"Kamu serius, gak nolak?"
Masih menatap sebuah foto berpotretkan seorang gadis berhijab yang kini di tangannya itu ia dilayangkan sebuah pertanyaan. Hingga akhirnya ia pun menaruh foto tersebut di atas ranjangnya dengan posisi terbalik sehingga tak menampakkan lagi potret sosok itu.
"Ya. Terserah kalian aja, lah. Lagian Rony pernah putusin keputusan sendiri, malah gagal."
"Nah, itu kamu tahu. Kalo pilihan Mama sama Papa itu, pasti gak akan gagal. Mama jamin."
"Semoga."
"Lesu gitu. Yang semangat, dong."
"Rony cuman trauma aja sama yang namanya wanita. Mama ngerti, kan?"
"Iya, mama ngerti, kok. Onynya Mama jangan lesu gitu, dong.""Ma, jangan panggil aku kayak gitu, ah. Kayak ke anak kecil aja."
"Gak papa, kali. Suka-suka Mama. Lagian itu tuh panggilan kesayangan Mama tahu."
"Udah gak cocok lagi, Mama sayang... Udah, ah. Rony mau ngampus dulu, ya."
Setelah berucap demikian dan mencium punggung tangan sang Mama, lelaki yang sempat tak terima dengan sebutan Ony ini akhirnya beranjak dan langsung melenggang pergi. Sang Mama hanya memandang dengan tatapan pemaklumannya. Ia rasa sangat begitu wajar jika rasa trauma akan cinta itu masih membekas. Tapi ia juga yakin, putranya kesayangannya ini pasti akan segera sembuh dengan kehadiran gadis pilihannya dengan sang suami.
Sementara itu di tempat lain, dari atap yang terpisahkan dengan jarak yang cukup jauh, nampak pula satu lagi sepasang anak dan sang ibunda. Bedanya, kali ini sang ibunda tengah dengan anak perempuannya. Terdengar sebuah percakapan bergaya santai namun agaknya cukup serius bagi sang ibu. Meski tak begitu serius bagi putrinya ini.
"Mentang-mentang mau lulus, langsung aja cariin jodoh. Gak ada yang nyuruh, Bu."
Dengan santainya gadis berkacamata ini berucap sembari ia mengikatkan tali sepatu bagian kaki kanannya. Ia tak marah dengan ucapan sang Ibu, namun ia tak begitu menggubris pula karena ia tak peduli dengan yang namanya lelaki. Menurutnya bagaimana pun sang Ibu berusaha mendekatkannya dengan seorang lelaki, pasti pada ujungnya ia selalu membuat lelaki itu pergi juga dengan segala tingkah konyolnya.
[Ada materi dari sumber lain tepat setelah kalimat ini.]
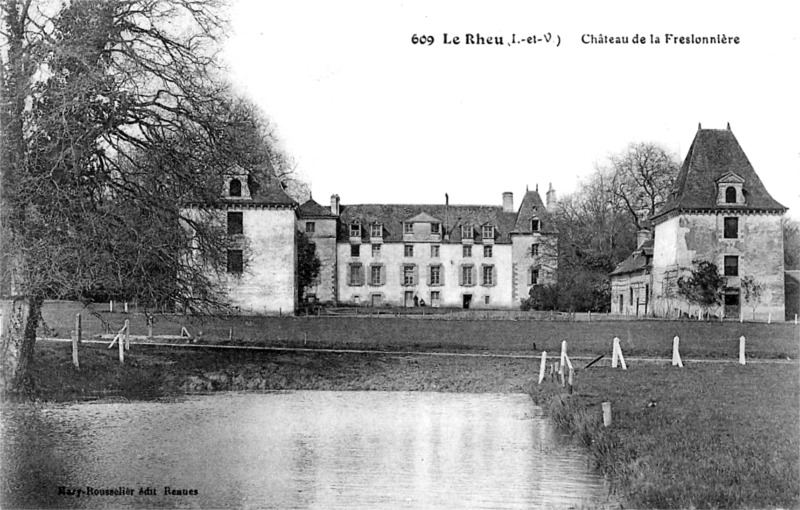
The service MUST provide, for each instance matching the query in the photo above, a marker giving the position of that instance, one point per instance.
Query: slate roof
(392, 216)
(311, 209)
(637, 261)
(533, 207)
(713, 154)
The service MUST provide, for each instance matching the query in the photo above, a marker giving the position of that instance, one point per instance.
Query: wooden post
(606, 414)
(121, 346)
(676, 354)
(542, 366)
(571, 373)
(616, 355)
(76, 338)
(741, 350)
(127, 335)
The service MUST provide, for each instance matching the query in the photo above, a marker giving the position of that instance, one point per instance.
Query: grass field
(648, 338)
(706, 436)
(710, 435)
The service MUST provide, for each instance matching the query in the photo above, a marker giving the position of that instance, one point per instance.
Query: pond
(305, 449)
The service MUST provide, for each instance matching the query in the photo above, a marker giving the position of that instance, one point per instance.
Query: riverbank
(705, 436)
(709, 435)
"Ya emang... tapi gak ada salahnya, dong. Ibu bantu cariin. Kali ini aja."
"Udah berkali-kali. Lagian siapa sih, yang mau sama cewek nyablak kayak aku, Bu. Pada takut tuh cowok-cowok..."
Terlihat gaya berpakaiannya memang tak ada bau-bau feminim sama sekali. Apalagi gaya bicaranya.
"Kan bisa diubah sikap dan penampilannya. Karena sebenernya kamu itu cantik."
"Semua anak kalo kata emaknya pasti cantik lah, Bu."
"Eh, ibu seriusan ini."
"Gak ah, gak ada serius-seriusnya. Dah, Bu. Salma pasti bakal telat kalo terus-terusan ladenin omongan Ibu. Salma pamit, ya."
Gadis ini pun menarik tangan kanan sang Ibu kemudian mencium punggung tangannya.
"Assalamualaikum!" Ucapnya seraya melenggang pergi.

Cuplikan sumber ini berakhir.